Nie wiem, jakie jeszcze problemy ma ten gość, ale na podstawie tego co piszesz - 'wahania nastroju, stany lekowe, wycofanie, zawieszenie' to ważniejszym pytaniem, niż czy to wynika z choroby, jest to, czy odpowiada Tobie ktoś o jego "profilu" osobowościowym czy stylu bycia.

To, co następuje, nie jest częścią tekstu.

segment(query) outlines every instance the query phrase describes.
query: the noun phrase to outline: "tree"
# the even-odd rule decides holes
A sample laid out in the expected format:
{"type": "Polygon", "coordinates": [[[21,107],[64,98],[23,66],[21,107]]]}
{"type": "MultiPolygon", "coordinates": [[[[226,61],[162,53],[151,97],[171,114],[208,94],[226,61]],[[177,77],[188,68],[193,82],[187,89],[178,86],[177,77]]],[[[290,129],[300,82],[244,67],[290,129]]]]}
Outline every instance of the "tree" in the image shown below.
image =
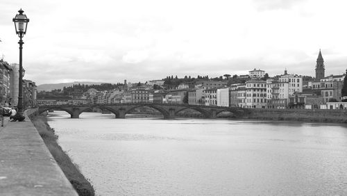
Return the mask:
{"type": "MultiPolygon", "coordinates": [[[[346,70],[345,79],[344,79],[344,86],[341,90],[341,95],[342,95],[342,97],[347,96],[347,70],[346,70]]],[[[342,101],[347,102],[347,99],[342,98],[342,101]]]]}
{"type": "Polygon", "coordinates": [[[226,79],[227,80],[228,80],[228,79],[229,79],[229,77],[230,77],[230,76],[231,76],[231,75],[230,75],[230,74],[224,74],[224,75],[223,75],[223,76],[224,76],[224,77],[226,77],[226,79]]]}

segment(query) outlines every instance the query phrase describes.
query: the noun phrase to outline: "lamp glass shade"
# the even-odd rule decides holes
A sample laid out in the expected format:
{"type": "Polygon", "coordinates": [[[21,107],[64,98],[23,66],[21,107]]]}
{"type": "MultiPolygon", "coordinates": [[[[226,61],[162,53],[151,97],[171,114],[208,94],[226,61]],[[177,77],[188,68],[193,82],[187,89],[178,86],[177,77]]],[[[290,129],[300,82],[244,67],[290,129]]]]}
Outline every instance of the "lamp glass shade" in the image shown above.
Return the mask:
{"type": "Polygon", "coordinates": [[[12,21],[15,23],[15,27],[16,28],[16,33],[18,35],[24,35],[26,33],[26,27],[28,26],[28,22],[29,19],[26,15],[24,15],[22,9],[18,11],[19,14],[17,14],[12,21]]]}

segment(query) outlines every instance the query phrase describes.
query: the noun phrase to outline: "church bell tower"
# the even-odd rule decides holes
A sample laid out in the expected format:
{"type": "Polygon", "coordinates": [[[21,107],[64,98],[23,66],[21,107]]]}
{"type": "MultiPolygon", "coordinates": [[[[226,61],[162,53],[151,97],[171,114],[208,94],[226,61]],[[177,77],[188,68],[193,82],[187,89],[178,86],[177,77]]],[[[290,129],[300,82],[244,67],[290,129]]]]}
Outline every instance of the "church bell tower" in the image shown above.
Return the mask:
{"type": "Polygon", "coordinates": [[[319,81],[324,78],[325,68],[324,67],[324,60],[319,49],[319,54],[318,55],[317,64],[316,65],[316,79],[319,81]]]}

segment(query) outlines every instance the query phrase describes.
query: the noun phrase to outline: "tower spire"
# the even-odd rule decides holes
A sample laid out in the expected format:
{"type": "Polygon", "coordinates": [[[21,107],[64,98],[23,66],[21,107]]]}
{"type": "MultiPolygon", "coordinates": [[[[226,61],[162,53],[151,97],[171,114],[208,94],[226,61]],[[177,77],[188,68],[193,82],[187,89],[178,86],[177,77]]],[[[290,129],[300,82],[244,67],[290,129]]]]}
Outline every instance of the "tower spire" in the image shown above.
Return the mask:
{"type": "Polygon", "coordinates": [[[322,53],[319,49],[319,54],[317,58],[317,64],[316,65],[316,79],[320,80],[324,78],[325,67],[324,66],[324,59],[323,59],[322,53]]]}

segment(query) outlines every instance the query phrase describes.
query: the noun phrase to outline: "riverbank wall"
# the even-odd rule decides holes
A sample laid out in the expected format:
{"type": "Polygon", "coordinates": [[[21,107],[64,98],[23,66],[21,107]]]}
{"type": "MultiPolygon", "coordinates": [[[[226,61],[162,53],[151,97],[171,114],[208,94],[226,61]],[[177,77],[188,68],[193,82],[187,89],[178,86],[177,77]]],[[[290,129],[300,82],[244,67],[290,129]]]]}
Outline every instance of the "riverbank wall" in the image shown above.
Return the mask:
{"type": "Polygon", "coordinates": [[[45,116],[38,115],[37,109],[28,111],[27,113],[46,147],[78,195],[94,195],[95,191],[90,182],[58,144],[58,136],[49,126],[45,116]]]}
{"type": "Polygon", "coordinates": [[[244,118],[347,123],[347,110],[248,109],[244,118]]]}
{"type": "Polygon", "coordinates": [[[0,195],[78,195],[33,123],[0,128],[0,195]]]}

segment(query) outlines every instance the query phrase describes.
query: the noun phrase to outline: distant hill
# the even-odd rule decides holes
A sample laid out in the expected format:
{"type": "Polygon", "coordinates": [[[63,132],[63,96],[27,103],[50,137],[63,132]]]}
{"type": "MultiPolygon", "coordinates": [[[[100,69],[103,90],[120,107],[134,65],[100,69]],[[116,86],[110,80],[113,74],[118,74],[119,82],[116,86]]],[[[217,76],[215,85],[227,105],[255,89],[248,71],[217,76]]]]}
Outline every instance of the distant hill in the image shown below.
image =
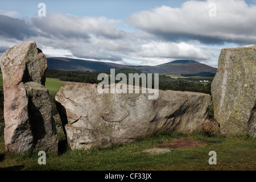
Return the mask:
{"type": "Polygon", "coordinates": [[[209,76],[216,73],[217,68],[194,60],[180,60],[160,64],[156,66],[132,66],[115,63],[92,61],[67,57],[47,58],[48,69],[65,71],[98,71],[112,68],[135,68],[144,73],[187,74],[193,73],[201,76],[209,76]],[[201,75],[200,75],[201,74],[201,75]]]}

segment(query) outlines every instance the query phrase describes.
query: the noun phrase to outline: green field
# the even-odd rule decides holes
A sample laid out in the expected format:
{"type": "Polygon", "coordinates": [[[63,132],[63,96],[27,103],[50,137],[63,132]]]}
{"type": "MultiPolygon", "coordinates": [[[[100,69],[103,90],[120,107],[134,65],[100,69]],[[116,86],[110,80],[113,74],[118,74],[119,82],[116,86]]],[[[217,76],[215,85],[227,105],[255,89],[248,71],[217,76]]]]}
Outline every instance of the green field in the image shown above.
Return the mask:
{"type": "MultiPolygon", "coordinates": [[[[46,87],[49,90],[49,92],[57,92],[60,86],[64,81],[60,81],[57,78],[46,78],[46,87]]],[[[3,77],[2,73],[0,73],[0,86],[3,86],[3,77]]]]}

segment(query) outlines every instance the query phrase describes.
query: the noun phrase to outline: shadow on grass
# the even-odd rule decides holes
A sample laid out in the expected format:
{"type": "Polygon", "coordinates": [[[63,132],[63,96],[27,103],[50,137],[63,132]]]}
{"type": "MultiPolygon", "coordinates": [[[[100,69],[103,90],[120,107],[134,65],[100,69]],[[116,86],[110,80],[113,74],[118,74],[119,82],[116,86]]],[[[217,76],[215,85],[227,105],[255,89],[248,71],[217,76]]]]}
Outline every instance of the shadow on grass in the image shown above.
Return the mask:
{"type": "Polygon", "coordinates": [[[0,162],[3,162],[5,160],[5,154],[0,154],[0,162]]]}
{"type": "Polygon", "coordinates": [[[25,167],[24,165],[18,165],[7,167],[0,168],[0,171],[19,171],[25,167]]]}
{"type": "MultiPolygon", "coordinates": [[[[58,154],[62,155],[67,150],[68,143],[67,140],[60,140],[58,143],[58,154]]],[[[1,161],[1,160],[0,160],[1,161]]]]}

Wycofanie i zawieszenie nie muszą być nawet objawami choroby, a indywidualnymi cechami zachowania, natomiast stany lękowe (jak wspomniany strach przed wyjściem z domu) się leczy i po to on chodzi na terapię i zapewne bierze leki, żeby rozwiązać ten problem i lepiej funkcjonować. Ostatecznie chyba sama też trafiłaś na terapię i chyba nie bez powodu?
Odnosząc się do twojego pierwszego posta: tak, danych jest za mało.

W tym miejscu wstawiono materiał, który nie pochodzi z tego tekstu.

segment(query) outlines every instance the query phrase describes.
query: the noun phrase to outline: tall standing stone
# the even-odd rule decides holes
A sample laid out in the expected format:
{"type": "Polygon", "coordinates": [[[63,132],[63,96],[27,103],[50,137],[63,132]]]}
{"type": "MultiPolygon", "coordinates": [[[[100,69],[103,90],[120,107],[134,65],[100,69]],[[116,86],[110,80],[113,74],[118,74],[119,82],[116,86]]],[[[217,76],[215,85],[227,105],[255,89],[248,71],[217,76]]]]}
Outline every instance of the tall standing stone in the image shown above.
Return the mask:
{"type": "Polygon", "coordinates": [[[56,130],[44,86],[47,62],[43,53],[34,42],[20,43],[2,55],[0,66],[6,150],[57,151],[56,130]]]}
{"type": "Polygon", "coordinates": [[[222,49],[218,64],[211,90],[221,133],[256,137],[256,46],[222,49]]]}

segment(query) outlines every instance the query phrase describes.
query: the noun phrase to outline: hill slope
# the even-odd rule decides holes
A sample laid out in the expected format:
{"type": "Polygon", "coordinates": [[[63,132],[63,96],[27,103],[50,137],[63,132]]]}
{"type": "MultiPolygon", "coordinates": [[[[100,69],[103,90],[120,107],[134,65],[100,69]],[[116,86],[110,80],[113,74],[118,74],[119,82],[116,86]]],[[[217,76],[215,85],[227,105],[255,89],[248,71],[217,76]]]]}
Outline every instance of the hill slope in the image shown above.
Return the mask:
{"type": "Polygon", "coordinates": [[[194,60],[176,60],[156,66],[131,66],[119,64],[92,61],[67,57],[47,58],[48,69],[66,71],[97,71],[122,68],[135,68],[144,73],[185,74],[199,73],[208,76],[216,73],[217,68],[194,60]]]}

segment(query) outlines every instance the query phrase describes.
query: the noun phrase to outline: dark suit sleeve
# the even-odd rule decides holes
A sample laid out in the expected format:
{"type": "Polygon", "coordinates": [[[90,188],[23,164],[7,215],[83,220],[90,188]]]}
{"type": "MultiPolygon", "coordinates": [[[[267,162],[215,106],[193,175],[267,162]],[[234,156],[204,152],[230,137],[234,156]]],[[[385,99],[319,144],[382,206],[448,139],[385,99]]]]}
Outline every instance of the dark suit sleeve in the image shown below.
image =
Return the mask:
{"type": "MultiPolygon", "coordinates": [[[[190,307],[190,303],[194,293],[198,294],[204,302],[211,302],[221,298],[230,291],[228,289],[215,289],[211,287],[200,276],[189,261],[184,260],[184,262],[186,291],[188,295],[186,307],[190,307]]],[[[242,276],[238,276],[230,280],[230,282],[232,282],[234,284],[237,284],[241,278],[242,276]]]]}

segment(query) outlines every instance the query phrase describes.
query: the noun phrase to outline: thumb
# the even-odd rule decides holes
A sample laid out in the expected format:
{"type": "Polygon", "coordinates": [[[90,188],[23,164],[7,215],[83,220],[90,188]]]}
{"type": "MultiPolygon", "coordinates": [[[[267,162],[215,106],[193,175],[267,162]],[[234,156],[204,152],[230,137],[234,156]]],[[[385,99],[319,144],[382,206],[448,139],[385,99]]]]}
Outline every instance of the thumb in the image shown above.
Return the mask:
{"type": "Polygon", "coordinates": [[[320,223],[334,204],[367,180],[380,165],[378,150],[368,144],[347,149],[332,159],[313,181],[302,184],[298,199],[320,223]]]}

Ale mogę Ci doradzić, żebyś obserwowała go nie przez pryzmat tego, że wiesz o jego depresji, tylko bez filtra: czy podoba Ci się jako facet, jak się z nim czujesz (napisałaś, że dobrze), czy jego codzienne zachowanie jest dla Ciebie akceptowalne, czy drażni, czy lubisz jego sposób bycia, czy też "czegoś ci brak", czy potrafiłabyś się pogodzić z tym, że niektórego jego problemy mogą zniknąć, a inne zostać mimo terapii? Czy umiesz sobie wyobrazić wspólne życie z NIM - tym konkretnym facetem, a nie "człowiekiem chorym na depresję", bo oni nie są równi. To wszystko wymaga czasu. Przecież nie musicie się od razu deklarować. Czy coś Ci przeszkadza ten czas na poznanie się poświęcić? A może już teraz wiesz, że Ci nie pasuje i jego depresja to tylko racjonalizacja? Przemyśl to i nie spiesz się.
Edit: oczywiście, że nie można wchodzić w rolę terapeuty partnera. Ale terapeutę to on chyba ma.
Piszesz bardzo slusznie Niepodobna, przeanalizuje sobie, na co zwrocilas uwage. Nie skreslilam go pod wpywem komentarzy. Tylko nie moge sie z nim spotkac. Nie chce, nie ma sily wyjsc z domu (to z choroby). A bardzo dobrze sie czuje w jego towarzystwie, on tez. Tak mowil, tez sie mu podobam, on mi sie podoba. Czyli na start sa spelnione warunki, moglo by sie cos rozkrecic, no ale. Otwiera sie, a potem zamyka. Lubie bardzo z nim rozmawiac, on tez. Przez tel schodzi nam do 2 godzin. I tylko przez tel. Ale to ja musze zadzwonic, bo ma trudnosci z dzwonieniem, pisaniem smsow, mowi o tym. Sylwester zaraz, tez nie chce wyjsc z domu, choc mieszka z rodzicem toksycznym. Wydawalo mi sie, ze byloby mu milo byc z kims z "branzy". No nie chce, "nie ma weny". Sila nie wyciagne. Od pazdziernika probuje sie z nim umowic. I nie udaje. Przykro mi sie robi, jak kolejny raz mi odmawia. mowie sobie, to z choroby. Ja jestem osoba aktywizujaca, mialam swoja paczke, jak powiedzieli terapeuci, zorganizowalam 4 wyjscia z ludzmi z grupy. I chca ze mna wychodzic. Z nim probowalam 9 razy. (Mowi, ze jak sie spotkamy, to omowimy jakis temat lepiej, po czym nie moze wyjsc bo sie zle czuje, jest w niedoczasie). Zaczyna to zle na mnie wplywac. Dlatego rezygnuje. Chyba mnie zalezy bardziej, "film sobie krece" jak to mowiono na terapii.